İşte sizler de görüyorsunuz, şimdi yeni bir Suriye kuruluyor. Şam'ın, Halep'in, Hama'nın, Humus'un caddelerinde Türkiye'de yaşamış, Türkiye'de doğmuş gençler cıvıl cıvıl Türkçe konuşuyor. 13,5 yıllık hasretin ardından evlerine dönen kardeşlerimiz bizim için dualar ediyor. 'Allah Türkiye'den ve Türk milletinden razı olsun' diyor. Hemen yanı başımızda, tıpkı Azerbaycan gibi, tıpkı Kuzey Kıbrıs Türk Cumhuriyeti gibi aynı dili konuştuğumuz kardeş bir devlet, küllerinden yeniden doğuyor. Milletçe bizler de alnımız ak, başımız dik, bu şekilde bu muhteşem dirilişe, yeniden doğuşa sevinç gözyaşlarıyla tanıklık ediyor, kardeşlik ve komşuluk sınavından başarıyla çıkmanın haklı kıvancını yaşıyoruz. Rabbimizin daha nice müjdelerine nail olacağımıza yürekten inanıyoruz.

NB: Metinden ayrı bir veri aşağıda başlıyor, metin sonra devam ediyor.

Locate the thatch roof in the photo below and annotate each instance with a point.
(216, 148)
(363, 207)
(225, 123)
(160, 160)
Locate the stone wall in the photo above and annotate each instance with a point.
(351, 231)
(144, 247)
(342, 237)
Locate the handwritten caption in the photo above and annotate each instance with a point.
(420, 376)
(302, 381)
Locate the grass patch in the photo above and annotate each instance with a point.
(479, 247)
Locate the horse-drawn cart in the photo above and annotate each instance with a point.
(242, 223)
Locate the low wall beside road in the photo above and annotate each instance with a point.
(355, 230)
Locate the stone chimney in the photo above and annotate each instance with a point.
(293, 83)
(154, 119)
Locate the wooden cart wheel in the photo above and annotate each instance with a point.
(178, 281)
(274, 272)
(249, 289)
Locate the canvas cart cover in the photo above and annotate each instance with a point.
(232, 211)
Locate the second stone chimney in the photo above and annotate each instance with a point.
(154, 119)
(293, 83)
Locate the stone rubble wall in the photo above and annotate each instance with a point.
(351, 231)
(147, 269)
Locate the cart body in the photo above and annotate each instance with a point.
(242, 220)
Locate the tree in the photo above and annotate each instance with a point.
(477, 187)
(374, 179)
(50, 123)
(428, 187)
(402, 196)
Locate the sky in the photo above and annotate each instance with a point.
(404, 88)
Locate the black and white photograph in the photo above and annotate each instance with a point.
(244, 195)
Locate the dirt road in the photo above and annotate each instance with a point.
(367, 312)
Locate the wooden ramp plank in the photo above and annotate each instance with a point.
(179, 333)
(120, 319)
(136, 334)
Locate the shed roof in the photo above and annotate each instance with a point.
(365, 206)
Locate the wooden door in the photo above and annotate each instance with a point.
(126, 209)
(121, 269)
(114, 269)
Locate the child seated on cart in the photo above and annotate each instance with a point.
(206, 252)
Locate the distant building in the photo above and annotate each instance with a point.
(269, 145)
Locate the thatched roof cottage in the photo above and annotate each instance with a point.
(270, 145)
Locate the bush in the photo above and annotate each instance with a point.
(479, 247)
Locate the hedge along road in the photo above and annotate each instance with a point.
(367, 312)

Bir defa bizim şuna inancımız tam. Kardeşler, zulüm ile abad olanın akıbeti berbat olur. Bunu elhamdülillah Suriye'de bizzat gördük. Şimdi sıra inşallah Filistin'de. Filistin'de de mazlumların sabrı zaferle taçlanacak, oraya da özgürlük ve barış gelecek, 1967 sınırlarında, başkenti Doğu Kudüs olan egemen bir Filistin devleti muhakkak Allah'ın izniyle kurulacak.
"Filistin halkı kendi öz yurtlarında emniyet içinde yaşayacak"
On yıllardır büyük acılar çekmiş, tarifsiz işkencelerden geçmiş, yakınlarını, çocuklarını kaybetmiş, evleri yıkılmış, hayatları ve toprakları çalınmış Filistin halkı, kendi öz yurtlarında emniyet içinde yaşayacak. Bunun önünü hiçbir kirli, kanlı ve sinsi plan kesemeyecek. Herkesin bir planı varsa, elbette Kadir-i Mutlak olan Allah'ın da bir planı var. Kendilerini dev aynasında gören katliam şebekelerinin her senaryosunun, her oyununun, her tuzağının üzerinde Rabbimizin bir takdiri var. Umudumuzu asla kesmedik ve kesmeyeceğiz. Filistin'de de zafer marşlarını aynen Suriye'de olduğu gibi hep birlikte terennüm edeceğiz. Sabrın, azmin, umudun ve mücadelenin karanlıkları boğduğuna inşallah hep beraber bir kez daha şahitlik edeceğiz."